Ilham Imam As-Syafi’i
Dalam sejarah kita pun menemukan pula kejadian serupa dalam diri imam Syafi’i. Beliau adalah orang yang mendapatkan ilham. Memiliki empat murid: Ar-Rabi’ bin Sulaiman, Al Buwaithi, Al Muzani dan Ibnu Abdil Hakam. Sebelum meninggal, Imam Syafi’i mengungkapkan kepada murid-muridnya, kamu akan menjadi ini, kamu akan menjadi ini dan sebagainya. Semua ucapan Imam Syafi’i ini kemudian terbukti kebenarannya.
*****
Pada dasa warsa ini, salah satu tokoh yang insya Allah mendapatkan ilham adalah Asy-Syahid Imam Hasan Al Banna rahimahullah. Beberapa kisah dalam perjalanan hidupnya menunjukkan hal itu.
Ilham Hasan Al-Banna tentang Sayyid Qutub
Dalam buku Ikhwanul Muslimin; Ahdats Shana’at-Tarikh, diceritakan bahwa dahulu di Mesir terbit majalah sastra yang menjadi ajang pertemuan 20 sastrawan. Salah satu kubunya adalah para tokoh aliran sastra bebas yang dikomandani oleh Abbas Mahmud Al Aqqad, dan kubu lainnya adalah sastrawan muslim yang dikomandani oleh Musthofa Shadiq Ar-Rafi’i. Saat itu Sayyid Qutub adalah murid pilihan Al Aqqad. Ketika Musthofa Shadiq meninggal, Al Aqqad naik karena tidak ada saingan, murid-muridnya kemudian diberi rangsangan untuk menulis.

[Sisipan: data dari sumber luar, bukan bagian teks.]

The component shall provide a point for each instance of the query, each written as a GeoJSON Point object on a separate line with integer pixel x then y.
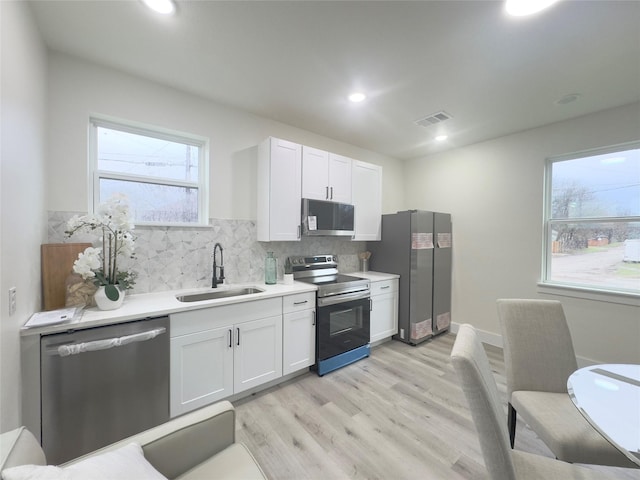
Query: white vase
{"type": "Point", "coordinates": [105, 303]}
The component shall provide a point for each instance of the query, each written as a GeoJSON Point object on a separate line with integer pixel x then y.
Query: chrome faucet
{"type": "Point", "coordinates": [215, 279]}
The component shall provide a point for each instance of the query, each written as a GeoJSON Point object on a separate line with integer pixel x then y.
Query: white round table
{"type": "Point", "coordinates": [609, 398]}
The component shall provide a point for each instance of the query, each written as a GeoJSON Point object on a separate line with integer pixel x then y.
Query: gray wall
{"type": "Point", "coordinates": [23, 188]}
{"type": "Point", "coordinates": [494, 191]}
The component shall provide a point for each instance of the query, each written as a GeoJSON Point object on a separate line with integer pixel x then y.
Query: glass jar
{"type": "Point", "coordinates": [270, 269]}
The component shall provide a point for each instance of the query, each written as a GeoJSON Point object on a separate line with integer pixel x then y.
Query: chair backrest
{"type": "Point", "coordinates": [538, 351]}
{"type": "Point", "coordinates": [472, 366]}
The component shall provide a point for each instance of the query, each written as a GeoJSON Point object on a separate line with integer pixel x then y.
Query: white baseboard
{"type": "Point", "coordinates": [496, 340]}
{"type": "Point", "coordinates": [485, 337]}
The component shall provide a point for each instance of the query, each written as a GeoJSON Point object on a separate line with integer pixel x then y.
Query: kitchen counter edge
{"type": "Point", "coordinates": [375, 276]}
{"type": "Point", "coordinates": [157, 304]}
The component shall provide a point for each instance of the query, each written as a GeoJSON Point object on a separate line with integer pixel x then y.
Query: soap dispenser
{"type": "Point", "coordinates": [270, 269]}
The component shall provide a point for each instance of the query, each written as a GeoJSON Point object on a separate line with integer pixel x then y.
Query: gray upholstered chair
{"type": "Point", "coordinates": [470, 362]}
{"type": "Point", "coordinates": [538, 358]}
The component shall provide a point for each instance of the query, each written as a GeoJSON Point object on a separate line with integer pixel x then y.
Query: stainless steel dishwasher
{"type": "Point", "coordinates": [102, 384]}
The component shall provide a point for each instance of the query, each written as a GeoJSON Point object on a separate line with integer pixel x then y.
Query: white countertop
{"type": "Point", "coordinates": [156, 304]}
{"type": "Point", "coordinates": [375, 276]}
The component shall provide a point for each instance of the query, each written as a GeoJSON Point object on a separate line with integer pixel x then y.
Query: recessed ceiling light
{"type": "Point", "coordinates": [521, 8]}
{"type": "Point", "coordinates": [166, 7]}
{"type": "Point", "coordinates": [570, 98]}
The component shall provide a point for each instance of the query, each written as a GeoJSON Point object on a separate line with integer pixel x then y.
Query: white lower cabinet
{"type": "Point", "coordinates": [257, 353]}
{"type": "Point", "coordinates": [384, 309]}
{"type": "Point", "coordinates": [219, 351]}
{"type": "Point", "coordinates": [299, 332]}
{"type": "Point", "coordinates": [192, 384]}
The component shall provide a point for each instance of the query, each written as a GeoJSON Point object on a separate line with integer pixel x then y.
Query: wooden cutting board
{"type": "Point", "coordinates": [57, 265]}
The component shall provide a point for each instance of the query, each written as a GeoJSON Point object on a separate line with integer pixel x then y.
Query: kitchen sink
{"type": "Point", "coordinates": [234, 292]}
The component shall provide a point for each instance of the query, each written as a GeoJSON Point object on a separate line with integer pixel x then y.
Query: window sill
{"type": "Point", "coordinates": [589, 294]}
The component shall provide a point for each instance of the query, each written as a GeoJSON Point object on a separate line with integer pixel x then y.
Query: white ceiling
{"type": "Point", "coordinates": [296, 61]}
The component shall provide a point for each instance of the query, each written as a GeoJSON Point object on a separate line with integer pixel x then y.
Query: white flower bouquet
{"type": "Point", "coordinates": [102, 264]}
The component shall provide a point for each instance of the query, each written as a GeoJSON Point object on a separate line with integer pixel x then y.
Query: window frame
{"type": "Point", "coordinates": [584, 290]}
{"type": "Point", "coordinates": [96, 175]}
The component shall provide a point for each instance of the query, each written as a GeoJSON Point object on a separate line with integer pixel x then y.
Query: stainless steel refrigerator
{"type": "Point", "coordinates": [416, 245]}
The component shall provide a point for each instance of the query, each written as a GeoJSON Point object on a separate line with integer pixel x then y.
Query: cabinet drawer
{"type": "Point", "coordinates": [299, 301]}
{"type": "Point", "coordinates": [184, 323]}
{"type": "Point", "coordinates": [384, 286]}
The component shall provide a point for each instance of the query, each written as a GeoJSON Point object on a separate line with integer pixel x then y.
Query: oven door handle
{"type": "Point", "coordinates": [342, 298]}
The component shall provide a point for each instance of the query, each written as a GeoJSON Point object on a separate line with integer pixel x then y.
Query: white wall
{"type": "Point", "coordinates": [494, 191]}
{"type": "Point", "coordinates": [78, 89]}
{"type": "Point", "coordinates": [23, 219]}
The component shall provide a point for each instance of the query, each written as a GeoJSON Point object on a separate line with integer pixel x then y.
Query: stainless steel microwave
{"type": "Point", "coordinates": [322, 218]}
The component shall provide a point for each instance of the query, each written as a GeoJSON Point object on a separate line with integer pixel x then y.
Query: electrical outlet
{"type": "Point", "coordinates": [12, 300]}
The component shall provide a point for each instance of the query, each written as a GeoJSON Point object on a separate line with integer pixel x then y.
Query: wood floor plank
{"type": "Point", "coordinates": [399, 414]}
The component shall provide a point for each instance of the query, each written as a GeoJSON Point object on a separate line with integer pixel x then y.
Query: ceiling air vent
{"type": "Point", "coordinates": [433, 119]}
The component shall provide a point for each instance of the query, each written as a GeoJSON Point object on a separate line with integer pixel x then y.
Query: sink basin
{"type": "Point", "coordinates": [234, 292]}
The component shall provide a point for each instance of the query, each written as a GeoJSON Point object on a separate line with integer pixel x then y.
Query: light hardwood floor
{"type": "Point", "coordinates": [398, 414]}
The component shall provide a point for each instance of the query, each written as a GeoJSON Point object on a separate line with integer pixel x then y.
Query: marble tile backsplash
{"type": "Point", "coordinates": [171, 258]}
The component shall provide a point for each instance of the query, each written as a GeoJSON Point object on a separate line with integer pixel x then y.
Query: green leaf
{"type": "Point", "coordinates": [112, 292]}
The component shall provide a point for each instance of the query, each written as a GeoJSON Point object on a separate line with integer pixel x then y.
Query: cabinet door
{"type": "Point", "coordinates": [339, 178]}
{"type": "Point", "coordinates": [384, 315]}
{"type": "Point", "coordinates": [315, 173]}
{"type": "Point", "coordinates": [299, 340]}
{"type": "Point", "coordinates": [201, 369]}
{"type": "Point", "coordinates": [367, 198]}
{"type": "Point", "coordinates": [257, 352]}
{"type": "Point", "coordinates": [279, 190]}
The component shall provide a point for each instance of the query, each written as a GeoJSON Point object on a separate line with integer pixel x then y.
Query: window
{"type": "Point", "coordinates": [592, 220]}
{"type": "Point", "coordinates": [164, 175]}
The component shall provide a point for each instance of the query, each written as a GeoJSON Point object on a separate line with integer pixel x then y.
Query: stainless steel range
{"type": "Point", "coordinates": [342, 313]}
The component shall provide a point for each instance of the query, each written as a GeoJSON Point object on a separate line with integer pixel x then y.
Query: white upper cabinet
{"type": "Point", "coordinates": [279, 190]}
{"type": "Point", "coordinates": [325, 176]}
{"type": "Point", "coordinates": [367, 198]}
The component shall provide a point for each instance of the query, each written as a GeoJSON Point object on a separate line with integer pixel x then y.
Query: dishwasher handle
{"type": "Point", "coordinates": [76, 348]}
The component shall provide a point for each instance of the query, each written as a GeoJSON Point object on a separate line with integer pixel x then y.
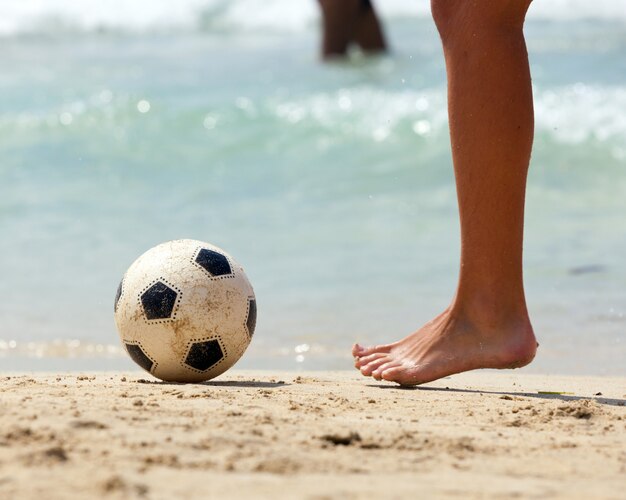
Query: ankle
{"type": "Point", "coordinates": [489, 312]}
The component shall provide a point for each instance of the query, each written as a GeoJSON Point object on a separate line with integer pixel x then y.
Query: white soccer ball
{"type": "Point", "coordinates": [185, 311]}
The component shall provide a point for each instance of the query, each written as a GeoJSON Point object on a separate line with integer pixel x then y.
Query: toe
{"type": "Point", "coordinates": [373, 365]}
{"type": "Point", "coordinates": [360, 351]}
{"type": "Point", "coordinates": [381, 368]}
{"type": "Point", "coordinates": [393, 374]}
{"type": "Point", "coordinates": [357, 350]}
{"type": "Point", "coordinates": [365, 360]}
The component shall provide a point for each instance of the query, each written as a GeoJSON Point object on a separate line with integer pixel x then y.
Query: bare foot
{"type": "Point", "coordinates": [450, 343]}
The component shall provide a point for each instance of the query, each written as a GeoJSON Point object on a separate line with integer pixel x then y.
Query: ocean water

Dalam sebuah surat kabar mingguan, Sayyid Qutub menulis makalah di mana dia menyerukan kepada para wanita muslimah untuk membuka auratnya, karena menutup aurat dianggap olehnya sebagai penghambat kemajuan wanita. Tulisan ini dibaca oleh Ustadz Abdul Halim Mahmud dan beliau membuat tanggapan. Tapi sebelum tanggapan ini dimuat di media massa, Ustadz Abdul Halim mendiskusikannya terlebih dahulu dengan Imam Al Banna.
Kata Imam Al Banna: “Saya menyetujui 100 % tulisanmu, tapi saya memiliki perasaan lain tentang orang ini, Pertama, dia masih muda, dan apa yang ditulisnya bukanlah dari otaknya sendiri, tapi dari lingkungannya. Kedua, anak muda biasanya menyenangi sensasi dan mencari musuh, apa yang dilakukan Sayyid Qutub hanyalah upaya mencari eksistensi diri. Ketiga, karena dia masih muda, kita masih memiliki harapan, siapa tahu dia akan menjadi pemikul beban dakwah.”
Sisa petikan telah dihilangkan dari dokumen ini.